Обречён излукавленным быть
даже прочный союз.
Лишь любовью шлифуется главное.
Нам блаженство свивало прекрасный венок.
У обоих огнём полыхало возвышенное.
В обладаниях вспыхивал пышный восторг,
и сердца его музыку слышали.
Каждый миг ей прилежно служить;
быть в плену у своей неизбежности…
Мне казалось: я черпаю
вечную жизнь!
и плыву по её бесконечности…
Той стихией захваченный, я не роптал —
принималась в ней даже её монотонность.
Мне чудесной наградой казалась она.
А уж шла та стезя по наклонной…
Озаренье пришло: чем-то я утомлён…
будто б с ней мы… и что она – тоже…
На обман натыкается сладостный сон.
Он – не в руку, когда охоложено
ложе.
Был какой-то посыл; он меня сторожил,
рой предчувствий гоняя по кругу.
Стыд замяв, я томился и медленно стыл,
на себе ослабляя
подпругу.
Не дано было мне в эту пору не знать,
как звезда за звездою с разгона
в кипящую
бездну
срывается.
Есть любовь, и её никому не унять;
её щедростью жизнь восполняется.
Даже в первом и смутном броске
она в мощи не знает сравнений.
Я о ней узнавал в том… другом далеке…
Был тогда я ещё неумелым…
●
Мы резвились, от детства едва отойдя.
И тогда уже эту девчонку
среди многих, волнуясь, я вмиг
отличал,
ей в себе открывая заслонку.
А ещё до того, ещё в малых летах
не однажды я видел её
обнажённой.
Нам в укор тогда не был распахнутый пах.
Все мы были равны – в распашонках.
Новый срок наступил,
никого не спросив;
в нём туманами прежнее светлое стлалось.
Ту девчонку-подростка уж ветер кружил,
в лёгкий ситец её обряжая.
Будто вспыхнуло всё, в чём она удалась,
броско платьицем скромным
подчёркнутое.
Я в рассеянье, немо таясь, уяснял:
ей идёт быть простой, но и – строгою…
Я постарше её был всего лишь чуток.
Но взросление к ней приходило
стремительней.
Ещё многое брал я с натугою в толк.
В ней же время кроилось рачительнее.
Мы дружили и знали друг друга сполна.
Встречи были забавны, приветливы.
Что-то веяло новым… Что я, что она, —
мы хотели бы слыть за несметливых…
В счёт ли взгляды её, будто б так, невзначай
на меня иногда устремляемые?
И цветочек улыбки на рдевших губах…
И – лучей озорства обаяние…
Ну а ветер кружил, всё кружил и грубел.
И случилось распятым запретное.
Завладеть у девчонки ветрюга успел
тайной, скрытой лишь
ситцевой бедностью.
Вот судьба: я вблизи оказался в тот миг.
Мне вести бы себя поприлежнее…
Но меня встормошил её горестный вскрик:
я уже развито́й углядел её нежность…
Не скажу я про то ни за что никому.
В том поклясться пришлось мне, её выручая.

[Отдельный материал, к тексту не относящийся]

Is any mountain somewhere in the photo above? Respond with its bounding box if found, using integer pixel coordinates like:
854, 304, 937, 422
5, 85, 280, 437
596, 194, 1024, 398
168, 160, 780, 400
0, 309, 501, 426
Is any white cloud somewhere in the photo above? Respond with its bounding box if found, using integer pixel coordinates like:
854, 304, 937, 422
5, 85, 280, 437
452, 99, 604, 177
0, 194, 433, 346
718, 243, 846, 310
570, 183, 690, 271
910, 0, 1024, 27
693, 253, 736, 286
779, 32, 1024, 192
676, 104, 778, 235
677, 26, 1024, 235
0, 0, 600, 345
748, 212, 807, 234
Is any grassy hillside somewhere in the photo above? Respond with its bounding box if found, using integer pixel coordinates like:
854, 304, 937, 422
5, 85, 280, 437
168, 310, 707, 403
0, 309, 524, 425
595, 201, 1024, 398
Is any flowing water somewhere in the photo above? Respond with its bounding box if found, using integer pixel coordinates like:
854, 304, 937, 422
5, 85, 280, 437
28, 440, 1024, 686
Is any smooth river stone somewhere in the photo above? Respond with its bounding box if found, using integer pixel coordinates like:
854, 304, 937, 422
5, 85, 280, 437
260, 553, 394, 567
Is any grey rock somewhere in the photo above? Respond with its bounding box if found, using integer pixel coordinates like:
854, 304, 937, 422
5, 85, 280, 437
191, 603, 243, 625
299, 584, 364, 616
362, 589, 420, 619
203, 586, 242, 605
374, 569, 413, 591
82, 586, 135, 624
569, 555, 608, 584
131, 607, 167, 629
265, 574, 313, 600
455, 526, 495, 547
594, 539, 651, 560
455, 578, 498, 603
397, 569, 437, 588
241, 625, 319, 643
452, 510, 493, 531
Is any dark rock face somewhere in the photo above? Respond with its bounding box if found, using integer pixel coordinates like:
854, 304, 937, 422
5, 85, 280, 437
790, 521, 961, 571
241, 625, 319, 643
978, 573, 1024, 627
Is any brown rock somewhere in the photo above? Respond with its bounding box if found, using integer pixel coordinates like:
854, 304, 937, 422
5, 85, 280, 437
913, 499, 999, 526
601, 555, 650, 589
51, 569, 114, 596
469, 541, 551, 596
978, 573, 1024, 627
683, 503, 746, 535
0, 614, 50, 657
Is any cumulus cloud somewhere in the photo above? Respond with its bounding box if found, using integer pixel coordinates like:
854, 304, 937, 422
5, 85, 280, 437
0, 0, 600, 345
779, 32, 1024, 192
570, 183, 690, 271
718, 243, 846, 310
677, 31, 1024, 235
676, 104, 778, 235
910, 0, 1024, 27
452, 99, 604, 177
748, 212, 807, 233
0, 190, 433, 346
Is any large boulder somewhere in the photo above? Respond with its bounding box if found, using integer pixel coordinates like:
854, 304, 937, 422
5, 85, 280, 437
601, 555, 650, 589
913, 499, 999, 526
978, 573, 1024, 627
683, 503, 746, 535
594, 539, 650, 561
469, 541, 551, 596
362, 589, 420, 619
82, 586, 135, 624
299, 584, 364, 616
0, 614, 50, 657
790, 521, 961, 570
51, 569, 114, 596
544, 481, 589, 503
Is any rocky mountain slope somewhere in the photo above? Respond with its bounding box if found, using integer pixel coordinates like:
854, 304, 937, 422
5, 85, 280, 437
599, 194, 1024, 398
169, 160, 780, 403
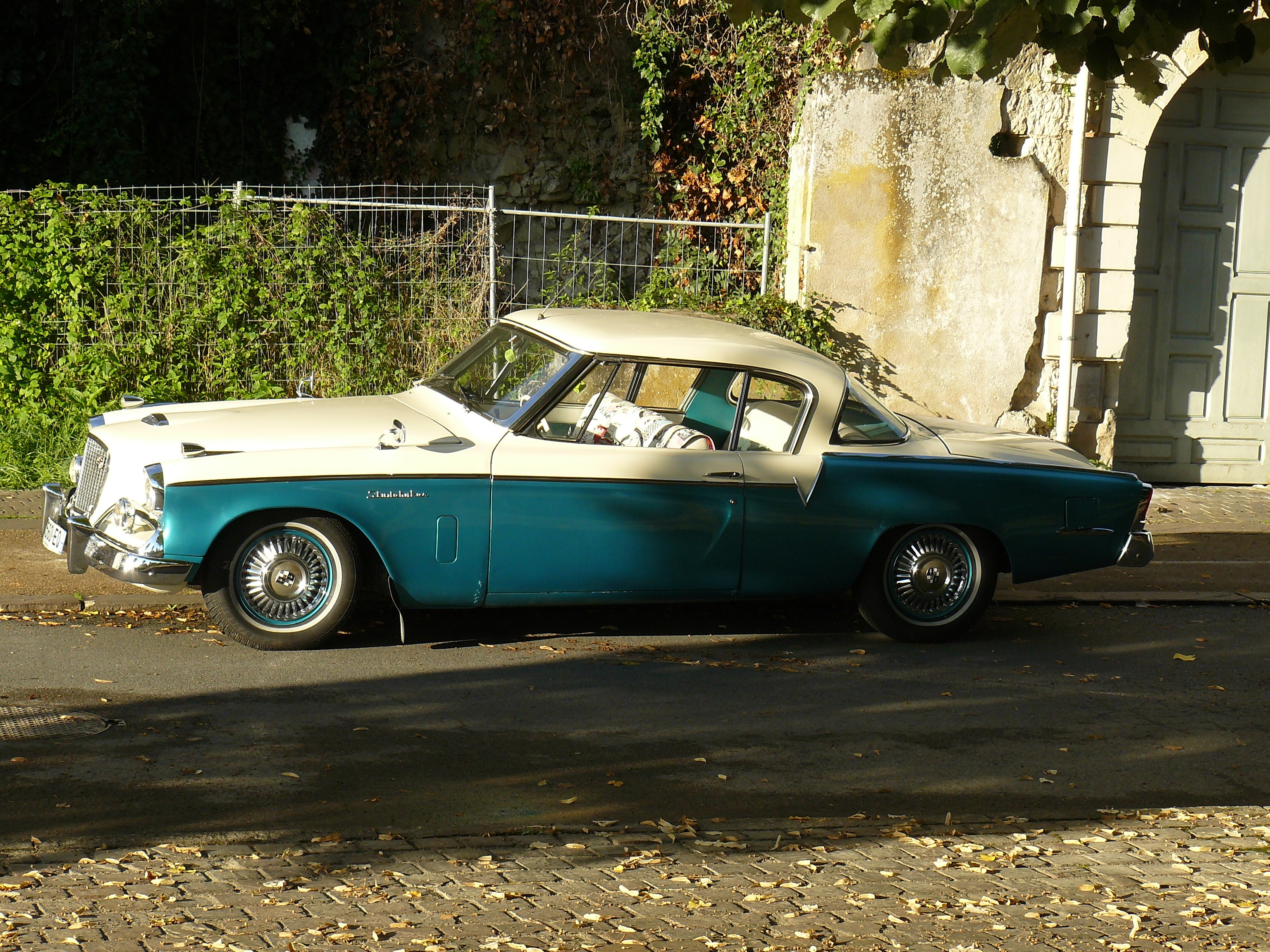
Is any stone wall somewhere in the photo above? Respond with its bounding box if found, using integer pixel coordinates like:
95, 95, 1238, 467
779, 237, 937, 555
785, 70, 1064, 424
786, 37, 1219, 463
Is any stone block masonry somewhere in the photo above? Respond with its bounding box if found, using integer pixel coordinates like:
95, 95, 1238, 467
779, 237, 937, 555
0, 807, 1270, 952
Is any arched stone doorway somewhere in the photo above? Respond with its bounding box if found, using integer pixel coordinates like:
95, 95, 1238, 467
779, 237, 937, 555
1115, 58, 1270, 483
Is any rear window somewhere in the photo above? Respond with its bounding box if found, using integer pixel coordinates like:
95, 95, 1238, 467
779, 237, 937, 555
829, 381, 908, 445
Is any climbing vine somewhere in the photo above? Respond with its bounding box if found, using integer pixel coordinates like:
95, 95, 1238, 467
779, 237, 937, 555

От неё отводили мы этим хулу.
В нас тогда уж искрилось начало…
Луг недальний ярился в цветах.
Ей букет там хотелось собрать попышнее.
Между лесом и полем тропинка туда.
В провожатые я напросился несмело.
Солнце грело легко, выбирая лишь нас.
Голубела небес необъятность.
Дозревавшая рожь вдаль волнами неслась.
Не бывает прогулок приятнее!
Взявшись за руки – поза двусмысленная.
Что с того! мы уж выросли —
больше не дети!
О запретах – не слышать бы и позабыть.
Сокровенному даже хорошие чужды
советы.
Мы друг друга касались щеками, шутя и смеясь.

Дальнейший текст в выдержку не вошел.